Eran voces, muchas voces de hombres y mujeres que vestían con ropajes blancos. Al centro, una mujer de piel dorada y cabellos oscuros se mantenía de pie mientras observaba a sus compañeros arrodillados ante ella. Era sin duda la líder, la heredera del cargo de Sumo sacerdotisa. No hacía falta ver su túnica dorada ni las joyas que ostentaba, su liderazgo podía detectarse en cualquier lugar.

—Hermanos, compañeros míos. Acepto con humildad el cargo y agradezco al altísimo haberme iluminado para dirigir este lugar que es su Santo hogar. No deben temer de mí, pues soy una simple emisaria dispuesta a cumplir el cometido de nuestro señor, el Sol. En su lugar, véanme solo como un medio para saber la voluntad de este dios, al que serviré hasta que él decida cuando dejaré de hacerlo.

»Levántense, hermanos, el rito de iniciación ha acabado.

—El Sol ha iluminado a sus hijos —murmuró Zalika.

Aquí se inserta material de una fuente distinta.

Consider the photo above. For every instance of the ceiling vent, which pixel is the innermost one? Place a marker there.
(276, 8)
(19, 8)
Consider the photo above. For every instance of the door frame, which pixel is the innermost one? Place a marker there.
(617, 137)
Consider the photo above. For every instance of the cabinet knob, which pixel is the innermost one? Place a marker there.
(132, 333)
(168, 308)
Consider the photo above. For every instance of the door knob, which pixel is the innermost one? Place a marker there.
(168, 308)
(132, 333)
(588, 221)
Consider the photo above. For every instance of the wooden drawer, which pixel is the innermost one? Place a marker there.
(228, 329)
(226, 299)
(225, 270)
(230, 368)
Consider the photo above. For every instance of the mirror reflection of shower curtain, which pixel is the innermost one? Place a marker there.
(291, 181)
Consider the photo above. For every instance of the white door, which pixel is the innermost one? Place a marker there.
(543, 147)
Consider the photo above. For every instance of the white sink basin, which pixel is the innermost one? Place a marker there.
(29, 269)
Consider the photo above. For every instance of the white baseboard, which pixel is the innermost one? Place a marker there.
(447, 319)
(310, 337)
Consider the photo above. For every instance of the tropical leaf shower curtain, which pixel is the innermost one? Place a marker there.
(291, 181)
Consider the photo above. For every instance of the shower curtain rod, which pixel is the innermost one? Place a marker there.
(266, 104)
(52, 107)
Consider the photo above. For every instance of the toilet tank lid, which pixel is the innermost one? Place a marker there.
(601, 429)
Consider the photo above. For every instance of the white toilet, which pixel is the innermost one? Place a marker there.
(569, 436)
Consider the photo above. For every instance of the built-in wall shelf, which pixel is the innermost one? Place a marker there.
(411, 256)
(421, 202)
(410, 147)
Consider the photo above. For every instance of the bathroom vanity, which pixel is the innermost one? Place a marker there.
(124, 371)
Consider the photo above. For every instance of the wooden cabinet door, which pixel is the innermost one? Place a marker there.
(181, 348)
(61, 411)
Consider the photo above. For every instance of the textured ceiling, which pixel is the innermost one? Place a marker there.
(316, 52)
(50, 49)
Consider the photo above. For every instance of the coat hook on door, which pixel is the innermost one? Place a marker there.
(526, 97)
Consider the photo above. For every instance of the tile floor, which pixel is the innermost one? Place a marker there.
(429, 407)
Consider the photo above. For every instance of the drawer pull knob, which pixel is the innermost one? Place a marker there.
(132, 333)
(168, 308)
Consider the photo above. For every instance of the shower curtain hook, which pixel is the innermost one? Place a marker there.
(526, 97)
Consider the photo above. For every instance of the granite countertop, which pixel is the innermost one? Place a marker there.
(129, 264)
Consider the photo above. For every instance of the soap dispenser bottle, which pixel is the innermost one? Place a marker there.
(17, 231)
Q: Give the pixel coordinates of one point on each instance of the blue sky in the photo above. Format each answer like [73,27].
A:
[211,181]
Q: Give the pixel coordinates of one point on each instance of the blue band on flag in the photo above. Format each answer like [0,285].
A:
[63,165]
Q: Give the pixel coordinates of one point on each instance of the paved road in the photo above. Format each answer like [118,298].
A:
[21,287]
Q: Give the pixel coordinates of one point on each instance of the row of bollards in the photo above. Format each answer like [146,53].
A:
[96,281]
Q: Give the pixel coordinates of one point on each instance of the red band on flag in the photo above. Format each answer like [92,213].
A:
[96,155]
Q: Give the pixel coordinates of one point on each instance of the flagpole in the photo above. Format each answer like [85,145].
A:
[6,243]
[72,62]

Se hallaba aún distraída con aquella visión, que no notó como los jeroglíficos del suelo se iluminaron con un destello dorado. El suelo se quebró en ese instante, haciéndole tambalearse de un lado a otro. Sus ojos se abrieron tanto como pudieron cuando de repente el granito bajo suyo se quebró y en un instante se halló cayendo en una oscura habitación bajo tierra.

Zalika sintió salir el aire de sus pulmones y su visión nublarse. No era capaz de moverse ni de ordenar a su mente que saliera de su ensimismamiento. Con todo su esfuerzo rodó hacia un costado, encogiéndose de pasó en un ovillo. El aire poco a poco comenzó a filtrarse por su nariz hasta que reunió lo suficiente como para eliminar la neblina de su vista. Seguía oscuro pero podía sobrevivir mientras respirara. Se mantuvo por varios minutos solo tirada, esperando a que sus extremidades se desentumecieran.